Yesterday, April 10, Serbia was relieved for a few hours: Dejan Ilić was finally arrested. But alas. As soon as we picked up the small children and pets and went outside - so that the children and canaries could see the sun while the villain rotted in the basement - the news that Ilić had been released spread like an icy wave. "Y... you country", I thought, "which is not able to keep Ilic behind bars for even 48 hours", and then in a panic I picked up the small children and rushed home headlong.
And now seriously. What did the regime want to achieve by arresting Dejan Ilić on the somnambulistic charge of causing panic?
If, for example, he wanted to remove a harsh critic from the public space, he did it, to put it mildly, stupidly and ineffectively. May Dejan Ilić not write another word after this prosecutorial hogwash, or utter a single sentence in public (which is hard to believe), this arrest is so heinous and insane that the regime has brought absolutely nothing.
The second assumption is that the regime did not want to remove Ilić from the public space, but to offer his arrest as an example of how intellectuals and citizens who not only do not worship a supreme being, but also blasphemers, will be executed. Of course, the regime is trying to intimidate intellectuals and citizens - is there anything else left for it considering the composition and profile of personalities that make up that regime - but by arresting an honorable and respected publisher, writer, columnist and loyal citizen of this country, it is unlikely that, with all the propaganda artillery, it will cause anything other than the anger of the citizens.
May his will be done.
All this, however, is less important despite the man being mistreated. The question is what does this act mean?
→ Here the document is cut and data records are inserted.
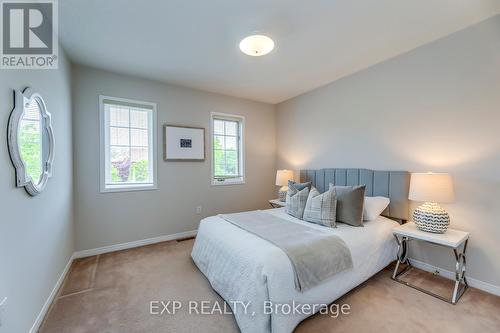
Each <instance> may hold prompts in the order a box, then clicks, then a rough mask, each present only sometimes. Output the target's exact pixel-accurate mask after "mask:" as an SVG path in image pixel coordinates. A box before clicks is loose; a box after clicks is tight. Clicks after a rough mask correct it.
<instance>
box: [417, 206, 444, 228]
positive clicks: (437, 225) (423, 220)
mask: <svg viewBox="0 0 500 333" xmlns="http://www.w3.org/2000/svg"><path fill="white" fill-rule="evenodd" d="M413 221H414V222H415V224H416V225H417V228H418V229H420V230H422V231H428V232H433V233H436V234H442V233H445V232H446V230H447V229H448V226H449V225H450V215H448V213H447V212H446V211H445V210H444V209H443V208H442V207H441V206H439V205H438V204H436V203H433V202H426V203H424V204H423V205H422V206H419V207H417V208H416V209H415V211H414V212H413Z"/></svg>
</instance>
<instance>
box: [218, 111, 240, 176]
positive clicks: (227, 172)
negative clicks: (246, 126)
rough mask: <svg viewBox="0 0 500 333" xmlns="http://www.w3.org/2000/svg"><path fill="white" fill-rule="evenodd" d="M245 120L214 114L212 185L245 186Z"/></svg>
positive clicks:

For citizens who believe that the regime - which (for now) keeps the prosecution and the police under control - is the cause of all the evils in this area, the arrest of Dejan Ilić is only a confirmation of that position. Depriving the freedom of an intellectual with an impeccable life and work biography, without the slightest meaningful reason, is just one of the brutal indicators that the regime has turned against its own citizens (if there is anyone who didn't realize it after March 15). Except, of course, if criticism of the regime and the leader is not considered a legal basis for arrest, which, however, has nothing to do with law, but has to do with dictatorship as an order that rests not on laws but on the will of one man.
This is that one man (let's remember) who chose to express himself in his own way volji pointed to the intensive care room at the Clinical Center of Serbia and felt those unfortunate Macedonians there. Therefore, Dejan Ilić was not arrested because he thinks, but because wrong thoughts. (And it could be noticed that it is anyone who thinks enemy of this regime.)
The logic of falling
Furthermore, it means that the prosecutor's office and the police, at the behest of the leader, intensify the already high level of violence and slowly enter the phase of terror. We knew things would turn out that way because that is the nature of a collapsing dictatorship. It is simply about the logic of the fall.
There is almost no doubt that state terror will increase every day, and the target is, literally, everyone who believes that the regime, for the sake of the personal benefit of a very narrow circle of people, is leading the country to ruin with a sure step.
Nevertheless, the fact that the regime lashed out at Dejan Ilic in this way also speaks to a very disconcerting circumstance for the regime itself: Macron's incompetent friend is hitting blindly. As much as he is the leader of a machine that coldly calculates the gains and losses of its moves, and the machine seems rational (ratio, let's recall, means calculation), it is only part of the technology of government, and such an incoherent move like the arrest of Dejan Ilić is by no means the result of a calculation, but rather of a disoriented mind.
Dictatorial logic tells the leader that he must increase violence against the citizens, start seducing terror and plow the few avenues left for him to retreat - all this in order to stay in power regardless of the price paid by the citizens - but choosing Ilic as an instructive example of retribution for disobedient intellectuals and citizens is an extremely bad choice - provided that there is a good choice for the regime in general.